Germline mutations in ETV6 gene cause inherited thrombocytopenia with leukemia predisposition. Here, we report on functional validation of ETV6 W380R mutation segregating with thrombocytopenia in a family where two family members also suffered from acute lymphoblastic leukemia (ALL) or essential thrombocythemia (ET). In-silico analysis predicted impaired DNA binding due to W380R mutation. Functional analysis showed that this mutation prevents the ETV6 protein from localizing into the cell nucleus and impairs the transcriptional repression activity of ETV6. Based on the germline ETV6 mutation, ET probably started with somatic JAK2 V617F mutation, whereas ALL could be caused by diverse mechanisms: high-hyperdiploidity; somatic deletion of exon 1 IKZF1 gene; or somatic mutations of other genes found by exome sequencing of the ALL sample taken at the diagnosis.

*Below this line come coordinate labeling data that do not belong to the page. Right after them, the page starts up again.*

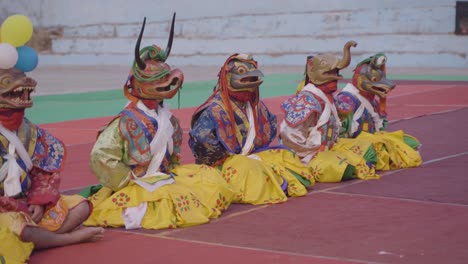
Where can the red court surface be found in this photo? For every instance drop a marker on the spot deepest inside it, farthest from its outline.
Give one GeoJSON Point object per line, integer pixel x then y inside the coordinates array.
{"type": "Point", "coordinates": [415, 215]}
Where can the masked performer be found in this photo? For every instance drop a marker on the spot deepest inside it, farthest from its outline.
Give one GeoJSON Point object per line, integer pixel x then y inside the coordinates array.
{"type": "Point", "coordinates": [233, 130]}
{"type": "Point", "coordinates": [136, 157]}
{"type": "Point", "coordinates": [32, 211]}
{"type": "Point", "coordinates": [361, 106]}
{"type": "Point", "coordinates": [311, 126]}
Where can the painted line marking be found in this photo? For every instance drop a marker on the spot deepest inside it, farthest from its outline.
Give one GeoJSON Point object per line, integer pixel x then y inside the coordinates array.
{"type": "Point", "coordinates": [245, 248]}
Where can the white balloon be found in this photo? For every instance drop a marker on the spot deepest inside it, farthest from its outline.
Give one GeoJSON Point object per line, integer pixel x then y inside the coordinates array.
{"type": "Point", "coordinates": [8, 56]}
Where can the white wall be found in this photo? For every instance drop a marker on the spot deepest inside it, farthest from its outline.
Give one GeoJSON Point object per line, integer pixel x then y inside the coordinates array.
{"type": "Point", "coordinates": [416, 33]}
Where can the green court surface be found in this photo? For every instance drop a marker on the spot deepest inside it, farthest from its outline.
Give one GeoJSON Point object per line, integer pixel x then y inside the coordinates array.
{"type": "Point", "coordinates": [65, 107]}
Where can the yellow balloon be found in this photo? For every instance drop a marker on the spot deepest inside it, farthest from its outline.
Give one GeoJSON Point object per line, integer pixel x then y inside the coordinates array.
{"type": "Point", "coordinates": [16, 30]}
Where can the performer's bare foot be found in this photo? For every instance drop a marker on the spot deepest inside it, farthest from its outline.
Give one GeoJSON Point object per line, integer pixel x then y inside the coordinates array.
{"type": "Point", "coordinates": [42, 238]}
{"type": "Point", "coordinates": [88, 234]}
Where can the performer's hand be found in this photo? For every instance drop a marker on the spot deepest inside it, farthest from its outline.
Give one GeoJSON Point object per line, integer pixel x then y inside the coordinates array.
{"type": "Point", "coordinates": [36, 212]}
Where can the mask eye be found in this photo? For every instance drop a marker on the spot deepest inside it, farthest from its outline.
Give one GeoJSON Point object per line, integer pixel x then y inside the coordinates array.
{"type": "Point", "coordinates": [6, 81]}
{"type": "Point", "coordinates": [241, 70]}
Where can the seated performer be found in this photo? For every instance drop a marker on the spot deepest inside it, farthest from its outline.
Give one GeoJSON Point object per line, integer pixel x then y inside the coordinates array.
{"type": "Point", "coordinates": [362, 115]}
{"type": "Point", "coordinates": [311, 125]}
{"type": "Point", "coordinates": [31, 207]}
{"type": "Point", "coordinates": [233, 130]}
{"type": "Point", "coordinates": [136, 157]}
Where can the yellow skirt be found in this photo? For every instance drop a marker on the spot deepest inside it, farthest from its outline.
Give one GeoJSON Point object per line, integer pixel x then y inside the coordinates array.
{"type": "Point", "coordinates": [198, 195]}
{"type": "Point", "coordinates": [392, 151]}
{"type": "Point", "coordinates": [347, 159]}
{"type": "Point", "coordinates": [13, 250]}
{"type": "Point", "coordinates": [266, 177]}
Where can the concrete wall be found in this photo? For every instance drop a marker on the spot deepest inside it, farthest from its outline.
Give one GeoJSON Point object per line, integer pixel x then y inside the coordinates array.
{"type": "Point", "coordinates": [416, 33]}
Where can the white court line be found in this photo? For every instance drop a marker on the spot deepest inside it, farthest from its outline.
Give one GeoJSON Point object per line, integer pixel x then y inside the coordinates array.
{"type": "Point", "coordinates": [244, 248]}
{"type": "Point", "coordinates": [424, 91]}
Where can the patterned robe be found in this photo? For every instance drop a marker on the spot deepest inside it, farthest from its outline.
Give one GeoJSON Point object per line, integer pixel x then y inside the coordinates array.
{"type": "Point", "coordinates": [139, 191]}
{"type": "Point", "coordinates": [210, 137]}
{"type": "Point", "coordinates": [257, 172]}
{"type": "Point", "coordinates": [40, 185]}
{"type": "Point", "coordinates": [311, 128]}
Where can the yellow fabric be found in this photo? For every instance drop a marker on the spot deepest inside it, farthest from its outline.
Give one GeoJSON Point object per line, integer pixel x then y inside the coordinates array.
{"type": "Point", "coordinates": [52, 219]}
{"type": "Point", "coordinates": [198, 195]}
{"type": "Point", "coordinates": [330, 165]}
{"type": "Point", "coordinates": [259, 181]}
{"type": "Point", "coordinates": [392, 151]}
{"type": "Point", "coordinates": [12, 249]}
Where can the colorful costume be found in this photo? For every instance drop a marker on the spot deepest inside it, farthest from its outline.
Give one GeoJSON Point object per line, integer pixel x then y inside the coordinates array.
{"type": "Point", "coordinates": [136, 157]}
{"type": "Point", "coordinates": [233, 130]}
{"type": "Point", "coordinates": [311, 125]}
{"type": "Point", "coordinates": [364, 117]}
{"type": "Point", "coordinates": [31, 160]}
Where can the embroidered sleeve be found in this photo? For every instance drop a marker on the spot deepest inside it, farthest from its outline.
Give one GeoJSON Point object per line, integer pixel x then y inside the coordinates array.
{"type": "Point", "coordinates": [8, 204]}
{"type": "Point", "coordinates": [345, 105]}
{"type": "Point", "coordinates": [272, 120]}
{"type": "Point", "coordinates": [204, 142]}
{"type": "Point", "coordinates": [299, 108]}
{"type": "Point", "coordinates": [44, 187]}
{"type": "Point", "coordinates": [109, 158]}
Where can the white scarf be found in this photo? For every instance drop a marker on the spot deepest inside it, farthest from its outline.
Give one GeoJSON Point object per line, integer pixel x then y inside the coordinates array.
{"type": "Point", "coordinates": [315, 136]}
{"type": "Point", "coordinates": [10, 172]}
{"type": "Point", "coordinates": [365, 105]}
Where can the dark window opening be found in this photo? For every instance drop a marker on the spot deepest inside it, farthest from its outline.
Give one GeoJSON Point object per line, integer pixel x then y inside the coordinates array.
{"type": "Point", "coordinates": [461, 18]}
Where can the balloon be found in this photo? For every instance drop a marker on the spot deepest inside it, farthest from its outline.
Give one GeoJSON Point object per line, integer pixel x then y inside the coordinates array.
{"type": "Point", "coordinates": [16, 30]}
{"type": "Point", "coordinates": [8, 56]}
{"type": "Point", "coordinates": [27, 59]}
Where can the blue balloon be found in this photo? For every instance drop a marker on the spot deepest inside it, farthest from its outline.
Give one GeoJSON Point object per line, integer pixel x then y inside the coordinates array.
{"type": "Point", "coordinates": [27, 59]}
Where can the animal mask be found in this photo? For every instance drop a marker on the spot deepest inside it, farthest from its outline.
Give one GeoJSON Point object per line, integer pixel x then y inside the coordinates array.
{"type": "Point", "coordinates": [15, 89]}
{"type": "Point", "coordinates": [151, 77]}
{"type": "Point", "coordinates": [370, 76]}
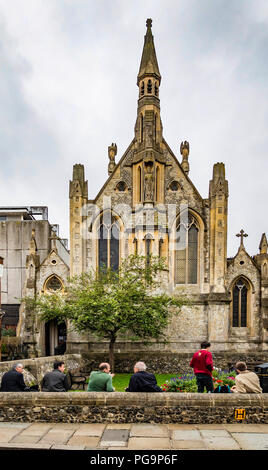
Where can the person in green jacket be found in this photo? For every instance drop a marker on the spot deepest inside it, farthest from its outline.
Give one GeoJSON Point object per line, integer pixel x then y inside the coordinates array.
{"type": "Point", "coordinates": [101, 380]}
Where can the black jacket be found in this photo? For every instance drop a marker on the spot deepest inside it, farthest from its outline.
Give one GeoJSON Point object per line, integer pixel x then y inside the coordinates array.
{"type": "Point", "coordinates": [55, 381]}
{"type": "Point", "coordinates": [143, 381]}
{"type": "Point", "coordinates": [13, 381]}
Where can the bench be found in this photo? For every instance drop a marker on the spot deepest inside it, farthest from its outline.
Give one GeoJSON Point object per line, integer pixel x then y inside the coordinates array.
{"type": "Point", "coordinates": [77, 378]}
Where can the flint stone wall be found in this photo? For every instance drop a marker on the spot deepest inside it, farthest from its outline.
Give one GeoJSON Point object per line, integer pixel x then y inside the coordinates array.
{"type": "Point", "coordinates": [123, 407]}
{"type": "Point", "coordinates": [36, 368]}
{"type": "Point", "coordinates": [167, 363]}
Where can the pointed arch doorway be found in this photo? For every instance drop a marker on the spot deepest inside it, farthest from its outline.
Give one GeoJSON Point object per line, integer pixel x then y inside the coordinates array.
{"type": "Point", "coordinates": [55, 338]}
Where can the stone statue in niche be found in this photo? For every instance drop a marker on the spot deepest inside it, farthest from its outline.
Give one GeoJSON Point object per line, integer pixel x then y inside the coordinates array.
{"type": "Point", "coordinates": [148, 183]}
{"type": "Point", "coordinates": [112, 151]}
{"type": "Point", "coordinates": [149, 134]}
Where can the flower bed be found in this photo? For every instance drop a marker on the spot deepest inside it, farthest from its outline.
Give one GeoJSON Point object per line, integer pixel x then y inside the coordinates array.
{"type": "Point", "coordinates": [187, 382]}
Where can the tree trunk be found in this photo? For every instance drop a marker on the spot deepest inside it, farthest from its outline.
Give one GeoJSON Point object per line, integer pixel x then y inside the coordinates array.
{"type": "Point", "coordinates": [111, 353]}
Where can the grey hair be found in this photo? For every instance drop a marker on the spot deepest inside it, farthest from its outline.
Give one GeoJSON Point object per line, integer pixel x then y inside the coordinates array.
{"type": "Point", "coordinates": [17, 365]}
{"type": "Point", "coordinates": [140, 365]}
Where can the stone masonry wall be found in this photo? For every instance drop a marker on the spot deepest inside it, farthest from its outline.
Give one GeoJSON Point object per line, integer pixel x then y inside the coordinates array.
{"type": "Point", "coordinates": [121, 407]}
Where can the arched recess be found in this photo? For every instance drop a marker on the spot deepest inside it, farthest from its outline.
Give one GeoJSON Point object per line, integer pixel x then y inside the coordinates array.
{"type": "Point", "coordinates": [108, 246]}
{"type": "Point", "coordinates": [53, 284]}
{"type": "Point", "coordinates": [55, 338]}
{"type": "Point", "coordinates": [187, 249]}
{"type": "Point", "coordinates": [241, 300]}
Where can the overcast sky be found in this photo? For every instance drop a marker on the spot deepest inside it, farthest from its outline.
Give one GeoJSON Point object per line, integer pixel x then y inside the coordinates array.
{"type": "Point", "coordinates": [68, 90]}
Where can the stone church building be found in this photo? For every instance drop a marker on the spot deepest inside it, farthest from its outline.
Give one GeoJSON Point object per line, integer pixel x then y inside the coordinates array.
{"type": "Point", "coordinates": [149, 205]}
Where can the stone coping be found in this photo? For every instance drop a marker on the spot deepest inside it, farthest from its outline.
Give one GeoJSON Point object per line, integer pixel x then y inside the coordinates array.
{"type": "Point", "coordinates": [128, 399]}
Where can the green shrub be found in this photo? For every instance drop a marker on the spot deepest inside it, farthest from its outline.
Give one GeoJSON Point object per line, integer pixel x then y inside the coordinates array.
{"type": "Point", "coordinates": [187, 382]}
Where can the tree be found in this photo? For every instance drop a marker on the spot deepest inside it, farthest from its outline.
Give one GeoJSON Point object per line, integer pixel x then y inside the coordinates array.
{"type": "Point", "coordinates": [108, 303]}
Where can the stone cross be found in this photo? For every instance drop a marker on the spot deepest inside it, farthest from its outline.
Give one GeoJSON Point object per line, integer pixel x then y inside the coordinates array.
{"type": "Point", "coordinates": [53, 239]}
{"type": "Point", "coordinates": [242, 234]}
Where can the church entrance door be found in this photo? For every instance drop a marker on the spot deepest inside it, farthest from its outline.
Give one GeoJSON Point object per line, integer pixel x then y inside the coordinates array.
{"type": "Point", "coordinates": [55, 338]}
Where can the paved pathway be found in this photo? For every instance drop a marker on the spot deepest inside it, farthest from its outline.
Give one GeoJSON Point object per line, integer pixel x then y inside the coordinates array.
{"type": "Point", "coordinates": [69, 436]}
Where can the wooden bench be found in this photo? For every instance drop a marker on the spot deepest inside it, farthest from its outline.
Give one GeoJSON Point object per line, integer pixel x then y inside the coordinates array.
{"type": "Point", "coordinates": [77, 378]}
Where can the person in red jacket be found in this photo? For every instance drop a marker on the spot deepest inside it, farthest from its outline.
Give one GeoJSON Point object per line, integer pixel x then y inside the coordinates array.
{"type": "Point", "coordinates": [202, 364]}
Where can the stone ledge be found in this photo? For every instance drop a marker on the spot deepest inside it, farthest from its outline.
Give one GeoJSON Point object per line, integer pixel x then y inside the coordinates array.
{"type": "Point", "coordinates": [122, 407]}
{"type": "Point", "coordinates": [130, 399]}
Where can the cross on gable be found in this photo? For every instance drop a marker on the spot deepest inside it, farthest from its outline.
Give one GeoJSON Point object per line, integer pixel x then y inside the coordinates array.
{"type": "Point", "coordinates": [242, 234]}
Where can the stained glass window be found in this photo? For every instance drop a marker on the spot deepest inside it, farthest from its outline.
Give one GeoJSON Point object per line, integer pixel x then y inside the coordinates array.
{"type": "Point", "coordinates": [53, 284]}
{"type": "Point", "coordinates": [186, 254]}
{"type": "Point", "coordinates": [108, 245]}
{"type": "Point", "coordinates": [240, 300]}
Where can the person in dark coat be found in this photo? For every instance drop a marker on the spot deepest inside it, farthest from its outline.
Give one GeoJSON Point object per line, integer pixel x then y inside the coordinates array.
{"type": "Point", "coordinates": [55, 381]}
{"type": "Point", "coordinates": [142, 381]}
{"type": "Point", "coordinates": [13, 380]}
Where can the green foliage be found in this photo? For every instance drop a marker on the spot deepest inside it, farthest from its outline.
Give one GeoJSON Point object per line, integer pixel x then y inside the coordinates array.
{"type": "Point", "coordinates": [8, 332]}
{"type": "Point", "coordinates": [187, 382]}
{"type": "Point", "coordinates": [107, 302]}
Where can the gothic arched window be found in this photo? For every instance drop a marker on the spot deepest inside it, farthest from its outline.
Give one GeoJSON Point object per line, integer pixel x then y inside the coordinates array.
{"type": "Point", "coordinates": [186, 252]}
{"type": "Point", "coordinates": [53, 284]}
{"type": "Point", "coordinates": [108, 244]}
{"type": "Point", "coordinates": [240, 294]}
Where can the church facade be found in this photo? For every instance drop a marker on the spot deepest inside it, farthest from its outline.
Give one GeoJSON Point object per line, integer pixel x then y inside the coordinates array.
{"type": "Point", "coordinates": [149, 205]}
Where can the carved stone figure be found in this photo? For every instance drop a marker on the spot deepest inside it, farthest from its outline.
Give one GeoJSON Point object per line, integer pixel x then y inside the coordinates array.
{"type": "Point", "coordinates": [148, 184]}
{"type": "Point", "coordinates": [112, 151]}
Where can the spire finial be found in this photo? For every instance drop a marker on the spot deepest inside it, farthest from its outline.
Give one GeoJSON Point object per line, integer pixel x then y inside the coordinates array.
{"type": "Point", "coordinates": [242, 234]}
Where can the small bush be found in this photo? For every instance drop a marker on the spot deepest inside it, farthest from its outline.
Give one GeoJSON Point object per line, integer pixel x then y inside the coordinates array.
{"type": "Point", "coordinates": [187, 382]}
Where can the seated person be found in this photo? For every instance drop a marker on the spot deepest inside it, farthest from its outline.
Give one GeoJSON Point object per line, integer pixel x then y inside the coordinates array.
{"type": "Point", "coordinates": [13, 380]}
{"type": "Point", "coordinates": [246, 381]}
{"type": "Point", "coordinates": [56, 381]}
{"type": "Point", "coordinates": [142, 381]}
{"type": "Point", "coordinates": [101, 380]}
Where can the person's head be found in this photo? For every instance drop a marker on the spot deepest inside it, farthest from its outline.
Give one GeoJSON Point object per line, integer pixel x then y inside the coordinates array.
{"type": "Point", "coordinates": [139, 367]}
{"type": "Point", "coordinates": [205, 345]}
{"type": "Point", "coordinates": [241, 366]}
{"type": "Point", "coordinates": [18, 367]}
{"type": "Point", "coordinates": [105, 367]}
{"type": "Point", "coordinates": [59, 365]}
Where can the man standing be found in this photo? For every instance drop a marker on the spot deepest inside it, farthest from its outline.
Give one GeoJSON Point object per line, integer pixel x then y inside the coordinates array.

Keywords: Acute lymphoblastic leukemia; myeloproliferative neoplasm; second hit
ETV6-related thrombocytopenia (ETV6-RT) is an autosomal dominant inherited thrombocytopenia (IT) [[
The ETV6 gene encodes an E26 transformation-specific (Ets) family transcriptional repressor. It can bind DNA via a highly conserved Ets DNA-binding consensus site located at the C-terminus. ETV6 plays a critical role in hematopoiesis, embryonic development, megakaryocyte development, and in leukemogenesis. ETV6 mutations prevent the protein from localizing in the nucleus with a significant reduction of the repression activity of the transcriptional factor [[
For methods see supplementary file.
A functional study of novel ETV6 W380R mutation (NM_001987:exon6:c.1138T > A:p.W380R) found in Czech family with highly penetrant autosomal dominant pattern of IT has been performed. This family has been mentioned in Haematologica [[
In the X-ray structure of ETV6, W380 creates direct H-bond to DNA backbone (phosphate O2P on thymine 7). This contact was stable during the wt simulation.
In the mutant simulation, the tryptophan 380 was replaced by arginine. At the beginning of the simulation, formation of temporary H-bond between NH2 group of the arginine with O2P on thymine 7 was observed. However, after 430 ns this contact was disrupted and was not restored again (Figure S2a). Similar behavior was observed in the control mutant simulation (contact was disrupted after 418 ns; Figure S2b). This indicates that W380R mutation most probably impairs DNA binding.
Western blot results show presence of ETV6 mutant proteins (including W380R) predominantly in cytoplasm, whereas wt ETV6 localizes into the nucleus.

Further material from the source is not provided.